Si cette œuvre à une influence majeure sur la littérature, le cinéma et la bande dessinée elle n’avait jamais été vraiment adaptée. Parfois par des chemins détournés comme la série Une vie, Winston Smith (1903-1984), La biographie retrouvée de Christian Perrissin & Guillaume Martinez ; ou à travers son auteur dans l’élégante biographie Orwell de Pierre Christin, Sébastien Verdier & invités.

1984 de Fido Nesti, Grasset

En 2020 l’auteur brésilien Fido Nesti s’attaque à l’œuvre, à traduire en bande dessinée ce livre que tout le monde connaît (ou presque) et nous offre une relecture élégante du texte à travers son dessin. Réussite graphique d’abord, le trait de Fido Nesti réussit ce difficile mélange d’attirance et de répulsion qui en fait un objet fascinant. Il arrive à créer un Winston mou et presque visqueux au milieu d’un univers où les machines & bâtiments semblent incarnés. Ce travail subtil est souligné par l’utilisation de techniques différentes, inserts colorés pour un morceau de corail, ombres en mouvement pour le début d’une idylle ou bichromie pour la fin d’une vie. Ou encore, pictogramme façon infographies pour illustrer les pages de textes du livre interdit que l’on a sous les yeux. Habile jeu de sens pour le lecteur qui change de réalité, de la bande dessinée vers le texte ; comme Winston & Julia changent la leur en découvrant cette prose impossible. 

L’auteur et l’éditeur prolongent ce choix d’utiliser les mots — qui est l’une des thématiques essentielles du livre — en laissant certains passages en anglais, sans sous-titres, qui donnent à lire la langue d’Orwell. Pour tâter de son travail sur la langue, face au terrible NéoParler (ou Novlangue dans les anciennes traductions), de son sens de la formule (et des slogans) ainsi que prolonger le malaise qui habite notre héros : ne pas tout comprendre. 

L’autre idée est d’avoir confié la traduction de l’album à Josée Kamoun qui avait proposé une nouvelle traduction de 1984 en 2018. Une version revisitée, qui a provoqué pas mal de débats dans les cercles littéraires, car elle reprend les termes forgés par Orwell (exercice périlleux), mais avec de bonnes idées qui dépoussièrent le roman, transcrivant le texte du passé au présent, lui donnant des dialogues plus vifs ou des allures plus littéraires que le texte un peu figé en vigueur depuis plus de 65 ans, traduit par Amélie Audiberti. Ce choix permet de ne pas ajouter une couche supplémentaire de modifications, changements qu’aurait pu apporter un interprète supplémentaire. 

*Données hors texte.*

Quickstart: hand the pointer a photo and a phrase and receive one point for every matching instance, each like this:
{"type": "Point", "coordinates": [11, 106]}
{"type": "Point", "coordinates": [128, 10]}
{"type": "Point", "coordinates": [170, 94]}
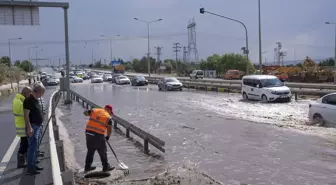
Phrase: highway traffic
{"type": "Point", "coordinates": [209, 131]}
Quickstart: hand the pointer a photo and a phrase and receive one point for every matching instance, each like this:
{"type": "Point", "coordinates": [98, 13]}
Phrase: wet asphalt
{"type": "Point", "coordinates": [218, 133]}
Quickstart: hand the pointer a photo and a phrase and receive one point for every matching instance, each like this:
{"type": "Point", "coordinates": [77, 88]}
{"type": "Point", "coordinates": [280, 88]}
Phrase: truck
{"type": "Point", "coordinates": [120, 69]}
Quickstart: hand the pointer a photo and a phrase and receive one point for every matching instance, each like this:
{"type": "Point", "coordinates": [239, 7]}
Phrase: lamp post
{"type": "Point", "coordinates": [110, 38]}
{"type": "Point", "coordinates": [245, 50]}
{"type": "Point", "coordinates": [335, 52]}
{"type": "Point", "coordinates": [260, 52]}
{"type": "Point", "coordinates": [10, 58]}
{"type": "Point", "coordinates": [93, 55]}
{"type": "Point", "coordinates": [29, 53]}
{"type": "Point", "coordinates": [36, 57]}
{"type": "Point", "coordinates": [148, 54]}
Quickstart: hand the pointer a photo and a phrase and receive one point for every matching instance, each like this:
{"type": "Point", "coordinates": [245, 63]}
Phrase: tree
{"type": "Point", "coordinates": [17, 63]}
{"type": "Point", "coordinates": [309, 65]}
{"type": "Point", "coordinates": [327, 62]}
{"type": "Point", "coordinates": [26, 66]}
{"type": "Point", "coordinates": [226, 62]}
{"type": "Point", "coordinates": [6, 61]}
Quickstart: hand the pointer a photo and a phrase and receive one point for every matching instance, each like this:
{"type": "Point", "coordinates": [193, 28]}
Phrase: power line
{"type": "Point", "coordinates": [124, 38]}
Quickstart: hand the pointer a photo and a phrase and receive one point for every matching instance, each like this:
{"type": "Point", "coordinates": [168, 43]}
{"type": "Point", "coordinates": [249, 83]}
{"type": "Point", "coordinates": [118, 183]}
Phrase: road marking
{"type": "Point", "coordinates": [8, 155]}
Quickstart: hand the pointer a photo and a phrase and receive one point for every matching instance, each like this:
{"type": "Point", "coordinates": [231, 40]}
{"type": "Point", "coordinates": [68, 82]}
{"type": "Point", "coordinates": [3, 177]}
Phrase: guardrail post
{"type": "Point", "coordinates": [68, 178]}
{"type": "Point", "coordinates": [146, 149]}
{"type": "Point", "coordinates": [60, 154]}
{"type": "Point", "coordinates": [56, 132]}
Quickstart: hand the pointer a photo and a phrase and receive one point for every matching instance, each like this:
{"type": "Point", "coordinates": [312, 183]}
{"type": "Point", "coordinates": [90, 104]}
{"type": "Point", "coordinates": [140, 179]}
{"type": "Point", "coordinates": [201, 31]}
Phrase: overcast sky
{"type": "Point", "coordinates": [298, 24]}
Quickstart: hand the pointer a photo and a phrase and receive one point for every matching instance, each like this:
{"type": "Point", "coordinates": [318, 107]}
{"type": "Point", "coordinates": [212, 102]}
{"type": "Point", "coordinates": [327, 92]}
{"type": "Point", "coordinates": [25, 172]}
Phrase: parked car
{"type": "Point", "coordinates": [96, 79]}
{"type": "Point", "coordinates": [169, 84]}
{"type": "Point", "coordinates": [197, 74]}
{"type": "Point", "coordinates": [114, 77]}
{"type": "Point", "coordinates": [86, 77]}
{"type": "Point", "coordinates": [122, 80]}
{"type": "Point", "coordinates": [266, 88]}
{"type": "Point", "coordinates": [139, 80]}
{"type": "Point", "coordinates": [107, 77]}
{"type": "Point", "coordinates": [322, 111]}
{"type": "Point", "coordinates": [51, 82]}
{"type": "Point", "coordinates": [75, 79]}
{"type": "Point", "coordinates": [233, 75]}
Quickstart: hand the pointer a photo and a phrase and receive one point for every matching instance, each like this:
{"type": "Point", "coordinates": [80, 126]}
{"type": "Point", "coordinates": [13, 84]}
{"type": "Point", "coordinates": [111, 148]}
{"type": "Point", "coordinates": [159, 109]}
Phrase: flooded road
{"type": "Point", "coordinates": [206, 130]}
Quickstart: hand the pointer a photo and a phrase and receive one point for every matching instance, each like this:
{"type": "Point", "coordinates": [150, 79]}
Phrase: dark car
{"type": "Point", "coordinates": [139, 80]}
{"type": "Point", "coordinates": [170, 84]}
{"type": "Point", "coordinates": [114, 76]}
{"type": "Point", "coordinates": [86, 77]}
{"type": "Point", "coordinates": [51, 82]}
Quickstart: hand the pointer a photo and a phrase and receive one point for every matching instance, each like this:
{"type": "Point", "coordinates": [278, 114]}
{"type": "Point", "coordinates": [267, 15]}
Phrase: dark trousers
{"type": "Point", "coordinates": [23, 145]}
{"type": "Point", "coordinates": [95, 142]}
{"type": "Point", "coordinates": [32, 147]}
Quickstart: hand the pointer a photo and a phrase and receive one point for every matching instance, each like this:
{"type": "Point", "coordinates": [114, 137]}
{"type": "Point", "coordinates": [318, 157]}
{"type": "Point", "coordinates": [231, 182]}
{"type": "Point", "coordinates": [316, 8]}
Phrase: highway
{"type": "Point", "coordinates": [211, 79]}
{"type": "Point", "coordinates": [217, 133]}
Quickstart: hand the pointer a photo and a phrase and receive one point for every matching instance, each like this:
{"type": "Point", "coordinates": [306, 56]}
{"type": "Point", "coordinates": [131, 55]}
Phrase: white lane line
{"type": "Point", "coordinates": [8, 155]}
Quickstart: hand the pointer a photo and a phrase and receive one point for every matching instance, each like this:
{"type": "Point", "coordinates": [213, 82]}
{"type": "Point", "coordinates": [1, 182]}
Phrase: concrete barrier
{"type": "Point", "coordinates": [60, 175]}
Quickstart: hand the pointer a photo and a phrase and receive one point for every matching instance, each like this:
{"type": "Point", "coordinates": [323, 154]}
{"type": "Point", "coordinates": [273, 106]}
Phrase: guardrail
{"type": "Point", "coordinates": [147, 138]}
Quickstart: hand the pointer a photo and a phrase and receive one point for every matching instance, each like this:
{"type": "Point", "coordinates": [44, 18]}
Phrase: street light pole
{"type": "Point", "coordinates": [29, 54]}
{"type": "Point", "coordinates": [111, 39]}
{"type": "Point", "coordinates": [246, 50]}
{"type": "Point", "coordinates": [260, 54]}
{"type": "Point", "coordinates": [335, 52]}
{"type": "Point", "coordinates": [148, 54]}
{"type": "Point", "coordinates": [10, 59]}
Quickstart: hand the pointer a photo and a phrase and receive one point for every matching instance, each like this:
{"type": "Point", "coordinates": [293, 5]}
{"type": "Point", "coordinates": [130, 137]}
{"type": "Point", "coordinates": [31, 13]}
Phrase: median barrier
{"type": "Point", "coordinates": [129, 127]}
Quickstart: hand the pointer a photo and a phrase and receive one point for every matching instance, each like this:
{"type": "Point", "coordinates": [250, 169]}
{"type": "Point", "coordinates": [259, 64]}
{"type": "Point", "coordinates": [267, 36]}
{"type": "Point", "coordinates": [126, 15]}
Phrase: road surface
{"type": "Point", "coordinates": [217, 133]}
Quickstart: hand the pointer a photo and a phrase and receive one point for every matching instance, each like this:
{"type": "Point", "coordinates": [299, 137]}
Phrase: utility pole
{"type": "Point", "coordinates": [185, 52]}
{"type": "Point", "coordinates": [176, 48]}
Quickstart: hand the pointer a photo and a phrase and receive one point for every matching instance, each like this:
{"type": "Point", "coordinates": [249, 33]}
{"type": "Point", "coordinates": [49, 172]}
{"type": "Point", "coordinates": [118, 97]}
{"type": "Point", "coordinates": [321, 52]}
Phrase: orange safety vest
{"type": "Point", "coordinates": [98, 121]}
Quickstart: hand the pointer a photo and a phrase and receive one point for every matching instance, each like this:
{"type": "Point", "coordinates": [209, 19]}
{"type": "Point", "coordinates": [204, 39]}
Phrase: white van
{"type": "Point", "coordinates": [197, 74]}
{"type": "Point", "coordinates": [265, 88]}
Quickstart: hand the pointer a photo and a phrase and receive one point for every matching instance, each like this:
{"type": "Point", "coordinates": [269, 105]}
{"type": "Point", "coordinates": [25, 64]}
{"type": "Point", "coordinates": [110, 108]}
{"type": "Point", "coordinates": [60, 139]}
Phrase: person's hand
{"type": "Point", "coordinates": [30, 131]}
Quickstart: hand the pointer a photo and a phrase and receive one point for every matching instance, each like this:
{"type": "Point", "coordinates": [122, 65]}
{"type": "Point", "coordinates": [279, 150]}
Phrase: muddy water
{"type": "Point", "coordinates": [206, 130]}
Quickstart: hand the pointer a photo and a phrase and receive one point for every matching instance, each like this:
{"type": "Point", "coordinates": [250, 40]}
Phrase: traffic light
{"type": "Point", "coordinates": [202, 10]}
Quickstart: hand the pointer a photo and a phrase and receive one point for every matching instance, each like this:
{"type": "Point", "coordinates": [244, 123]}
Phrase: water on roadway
{"type": "Point", "coordinates": [207, 130]}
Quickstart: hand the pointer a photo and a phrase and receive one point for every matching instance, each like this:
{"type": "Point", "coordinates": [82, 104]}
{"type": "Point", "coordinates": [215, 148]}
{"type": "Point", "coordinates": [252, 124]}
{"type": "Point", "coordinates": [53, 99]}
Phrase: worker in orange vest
{"type": "Point", "coordinates": [99, 123]}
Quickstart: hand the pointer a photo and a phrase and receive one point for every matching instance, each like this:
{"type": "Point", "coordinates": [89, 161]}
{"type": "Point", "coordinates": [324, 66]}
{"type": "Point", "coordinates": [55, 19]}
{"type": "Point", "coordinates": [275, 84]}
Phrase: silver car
{"type": "Point", "coordinates": [170, 84]}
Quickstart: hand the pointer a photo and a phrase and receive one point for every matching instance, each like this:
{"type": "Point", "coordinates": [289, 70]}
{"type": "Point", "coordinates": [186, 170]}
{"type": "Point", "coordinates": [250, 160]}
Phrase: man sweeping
{"type": "Point", "coordinates": [99, 123]}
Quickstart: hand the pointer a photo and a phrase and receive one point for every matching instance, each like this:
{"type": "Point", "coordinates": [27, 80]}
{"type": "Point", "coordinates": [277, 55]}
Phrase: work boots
{"type": "Point", "coordinates": [21, 161]}
{"type": "Point", "coordinates": [108, 168]}
{"type": "Point", "coordinates": [89, 168]}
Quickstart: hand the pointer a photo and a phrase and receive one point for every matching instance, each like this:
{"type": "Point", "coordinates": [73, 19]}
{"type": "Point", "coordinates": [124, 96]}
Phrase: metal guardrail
{"type": "Point", "coordinates": [147, 138]}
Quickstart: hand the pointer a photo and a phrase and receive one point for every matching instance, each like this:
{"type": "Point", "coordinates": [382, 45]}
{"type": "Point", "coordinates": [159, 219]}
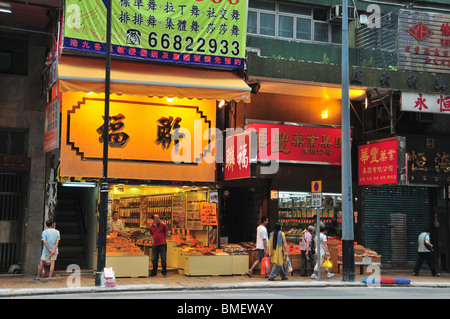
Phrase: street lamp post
{"type": "Point", "coordinates": [103, 210]}
{"type": "Point", "coordinates": [348, 258]}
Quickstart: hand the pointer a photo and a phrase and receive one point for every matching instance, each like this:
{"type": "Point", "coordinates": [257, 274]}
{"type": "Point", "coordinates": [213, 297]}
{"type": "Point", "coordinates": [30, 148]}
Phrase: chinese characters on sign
{"type": "Point", "coordinates": [193, 32]}
{"type": "Point", "coordinates": [208, 214]}
{"type": "Point", "coordinates": [424, 41]}
{"type": "Point", "coordinates": [378, 162]}
{"type": "Point", "coordinates": [237, 156]}
{"type": "Point", "coordinates": [166, 126]}
{"type": "Point", "coordinates": [116, 138]}
{"type": "Point", "coordinates": [312, 144]}
{"type": "Point", "coordinates": [429, 160]}
{"type": "Point", "coordinates": [429, 103]}
{"type": "Point", "coordinates": [52, 123]}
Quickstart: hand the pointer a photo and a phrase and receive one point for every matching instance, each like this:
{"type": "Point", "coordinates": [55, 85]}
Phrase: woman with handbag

1984 de Fido Nesti, Grasset

Outre l’insert des feuillets tapés à la machine, Fido Nesti casse ses planches avec plusieurs pleines pages théâtrales où personnages & objets se retrouvent isolés, mais aussi par des ruptures de rythmes ou encore des cases qui deviennent elles-mêmes barreaux de prisons, dans l’une des scènes de torture les plus célèbres de la littérature. La couleur joue un rôle symbolique, où ce rouge presque fluorescent s’immisce dans les gris comme le “doublepenser” des protagonistes. On trouve toute la force du travail de l’illustrateur dans ces pages, lui qui travaille pour le New Yorker ou réalise des couvertures de romans au Brésil.

Si comme beaucoup vous êtes déjà familiers avec Big Brother, avec cette incroyable fiction qui semble se rapprocher de plus en plus de notre réalité, je vous conseille de lire aussi cette adaptation. Et si vous ne connaissez pas encore l’œuvre d’Orwell, cet album est une belle porte d’entrée, que vous pourrez compléter avec ses romans par la suite : on notera que les textes de l’auteur britannique tomberont dans le domaine public à la fin de l’année. Si avec tout ça 2020 n’est pas l’année la plus dystopique…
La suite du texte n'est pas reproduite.